O komt weer lijden en loomheid terug?
Dan kan ik, noch zal ik genezen!
Doch immer bemin ik de zon en heur glans,
want schoon toch blijft ze als te voren.
Ja, schooner nog, 's avonds, bij d'afscheidsgroet,
als ik voel heur kus op mijn voorhoofd,
En het is of ze fluisterde stil, gansch stil.
‘Kom mede met mij, kom mede!
Kom verder, ik schijn daar schooner dan hier,
Kom, waar er noch smart is noch weemoed.
Daar ziet ge den Heer, wiens hulsel ik ben,
wiens stralend gelaat ik versluier.’
Zou 't waar zijn en echt? o moederken, spreek!...

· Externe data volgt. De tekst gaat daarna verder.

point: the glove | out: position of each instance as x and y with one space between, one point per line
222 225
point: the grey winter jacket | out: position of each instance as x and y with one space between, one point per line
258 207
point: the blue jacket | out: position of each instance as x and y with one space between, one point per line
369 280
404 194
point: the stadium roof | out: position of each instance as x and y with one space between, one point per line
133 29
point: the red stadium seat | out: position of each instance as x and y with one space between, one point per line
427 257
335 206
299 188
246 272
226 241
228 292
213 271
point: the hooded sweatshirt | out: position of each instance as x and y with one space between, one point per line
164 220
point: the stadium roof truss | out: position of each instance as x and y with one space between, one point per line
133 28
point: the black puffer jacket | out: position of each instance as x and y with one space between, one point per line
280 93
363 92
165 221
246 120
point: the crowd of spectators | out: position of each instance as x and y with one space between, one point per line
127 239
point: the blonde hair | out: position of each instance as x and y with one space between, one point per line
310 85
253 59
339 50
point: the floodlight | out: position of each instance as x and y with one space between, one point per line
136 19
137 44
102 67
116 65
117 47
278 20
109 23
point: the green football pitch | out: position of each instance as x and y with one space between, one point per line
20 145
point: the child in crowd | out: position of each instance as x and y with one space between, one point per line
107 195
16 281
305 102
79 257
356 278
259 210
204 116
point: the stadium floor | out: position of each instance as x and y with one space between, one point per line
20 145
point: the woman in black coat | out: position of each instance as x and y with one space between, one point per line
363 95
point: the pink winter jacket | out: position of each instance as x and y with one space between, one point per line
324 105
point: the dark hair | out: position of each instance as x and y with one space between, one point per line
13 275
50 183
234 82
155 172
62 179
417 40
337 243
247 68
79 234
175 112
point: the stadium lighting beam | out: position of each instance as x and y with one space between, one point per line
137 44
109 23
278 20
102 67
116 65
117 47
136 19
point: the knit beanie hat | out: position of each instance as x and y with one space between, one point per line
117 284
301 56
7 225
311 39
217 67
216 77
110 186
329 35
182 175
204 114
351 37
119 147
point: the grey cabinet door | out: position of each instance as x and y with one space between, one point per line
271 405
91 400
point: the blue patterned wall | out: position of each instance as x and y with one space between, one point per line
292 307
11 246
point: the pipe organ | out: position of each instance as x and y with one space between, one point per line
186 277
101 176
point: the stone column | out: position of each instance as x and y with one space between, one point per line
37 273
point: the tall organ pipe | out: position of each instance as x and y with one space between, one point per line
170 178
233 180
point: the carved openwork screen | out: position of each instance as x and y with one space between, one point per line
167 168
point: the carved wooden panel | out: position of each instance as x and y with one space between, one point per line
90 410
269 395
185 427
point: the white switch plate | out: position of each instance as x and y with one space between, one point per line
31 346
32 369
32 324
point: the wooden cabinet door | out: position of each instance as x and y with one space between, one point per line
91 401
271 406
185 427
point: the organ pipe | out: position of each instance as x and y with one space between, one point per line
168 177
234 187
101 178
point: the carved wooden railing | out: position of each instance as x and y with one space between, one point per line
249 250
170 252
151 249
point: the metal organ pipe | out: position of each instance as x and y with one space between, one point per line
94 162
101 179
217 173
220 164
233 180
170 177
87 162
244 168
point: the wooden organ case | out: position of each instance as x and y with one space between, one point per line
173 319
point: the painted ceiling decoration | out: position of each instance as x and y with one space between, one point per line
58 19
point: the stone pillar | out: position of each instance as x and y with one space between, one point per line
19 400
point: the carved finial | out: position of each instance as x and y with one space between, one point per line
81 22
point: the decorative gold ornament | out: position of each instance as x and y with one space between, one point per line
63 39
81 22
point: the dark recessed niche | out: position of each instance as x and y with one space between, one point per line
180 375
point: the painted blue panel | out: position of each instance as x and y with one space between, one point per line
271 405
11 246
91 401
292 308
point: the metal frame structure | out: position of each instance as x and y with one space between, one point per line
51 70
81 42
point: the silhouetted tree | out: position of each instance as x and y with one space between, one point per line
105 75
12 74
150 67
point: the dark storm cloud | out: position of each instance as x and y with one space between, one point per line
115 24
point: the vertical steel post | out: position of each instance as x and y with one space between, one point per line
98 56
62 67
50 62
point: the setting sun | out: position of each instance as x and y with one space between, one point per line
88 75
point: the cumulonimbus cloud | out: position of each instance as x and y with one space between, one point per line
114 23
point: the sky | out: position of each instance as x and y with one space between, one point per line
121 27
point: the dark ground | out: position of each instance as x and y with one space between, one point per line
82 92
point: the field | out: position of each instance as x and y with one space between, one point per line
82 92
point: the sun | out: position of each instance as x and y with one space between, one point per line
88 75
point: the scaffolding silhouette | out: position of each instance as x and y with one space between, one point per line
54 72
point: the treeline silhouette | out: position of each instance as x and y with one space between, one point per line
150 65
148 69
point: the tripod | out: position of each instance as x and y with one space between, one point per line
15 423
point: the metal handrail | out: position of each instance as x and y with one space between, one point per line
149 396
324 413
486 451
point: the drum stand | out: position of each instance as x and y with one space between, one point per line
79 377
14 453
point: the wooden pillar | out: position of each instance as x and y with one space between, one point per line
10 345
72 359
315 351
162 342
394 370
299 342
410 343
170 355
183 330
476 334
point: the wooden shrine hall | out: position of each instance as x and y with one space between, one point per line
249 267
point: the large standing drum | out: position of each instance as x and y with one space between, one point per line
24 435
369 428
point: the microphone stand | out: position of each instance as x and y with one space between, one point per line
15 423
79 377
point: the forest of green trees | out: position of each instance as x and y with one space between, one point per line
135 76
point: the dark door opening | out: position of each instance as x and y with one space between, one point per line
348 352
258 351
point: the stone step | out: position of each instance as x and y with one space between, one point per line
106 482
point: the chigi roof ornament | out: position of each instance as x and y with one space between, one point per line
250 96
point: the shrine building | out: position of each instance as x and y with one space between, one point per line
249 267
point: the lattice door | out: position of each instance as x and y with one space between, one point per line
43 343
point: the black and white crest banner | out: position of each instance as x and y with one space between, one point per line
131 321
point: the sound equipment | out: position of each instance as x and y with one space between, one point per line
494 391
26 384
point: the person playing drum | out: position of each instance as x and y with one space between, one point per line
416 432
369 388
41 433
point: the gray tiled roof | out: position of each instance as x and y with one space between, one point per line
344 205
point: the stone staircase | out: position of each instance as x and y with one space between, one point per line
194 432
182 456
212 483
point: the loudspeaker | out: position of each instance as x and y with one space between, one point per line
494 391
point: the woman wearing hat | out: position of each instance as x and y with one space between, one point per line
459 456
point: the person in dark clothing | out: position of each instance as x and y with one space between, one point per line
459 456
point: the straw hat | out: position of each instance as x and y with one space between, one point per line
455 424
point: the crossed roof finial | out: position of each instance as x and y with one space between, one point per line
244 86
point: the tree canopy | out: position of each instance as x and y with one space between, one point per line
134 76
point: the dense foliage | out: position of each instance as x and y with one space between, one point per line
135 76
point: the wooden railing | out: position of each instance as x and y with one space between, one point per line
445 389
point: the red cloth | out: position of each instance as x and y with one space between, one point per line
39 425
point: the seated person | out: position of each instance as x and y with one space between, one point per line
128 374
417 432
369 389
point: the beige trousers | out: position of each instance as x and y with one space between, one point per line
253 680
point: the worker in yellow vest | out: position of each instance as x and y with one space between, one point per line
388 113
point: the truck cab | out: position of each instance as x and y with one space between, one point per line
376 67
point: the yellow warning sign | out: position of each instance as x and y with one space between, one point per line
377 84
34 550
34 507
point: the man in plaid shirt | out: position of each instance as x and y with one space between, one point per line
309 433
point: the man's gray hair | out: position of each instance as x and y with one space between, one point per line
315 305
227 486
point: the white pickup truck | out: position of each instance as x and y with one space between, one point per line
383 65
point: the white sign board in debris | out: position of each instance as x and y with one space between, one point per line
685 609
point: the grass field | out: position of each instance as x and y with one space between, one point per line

maar ween niet, stelp toch uw tranen!
't Verdwijnt ginds verre, het aanschijn Gods.
Zie, achter den gloeienden lichtbol,
Zijn kleedsel, het sleept langs de vlakte hem na,
met de breed- traaggolvende plooien;
Uit iedere vouw straalt purper en rood,
saamsmeltend tot blauw en oranje.
En de kanten, de hagen, als donkeren zoom
zijn bestrooid met robijnen en paarlen,
En de wouden, gebogen, die dragen den sleep,
en de franje omluistert hun voeten.
De franje, ze glijdt, trekt henen van hier...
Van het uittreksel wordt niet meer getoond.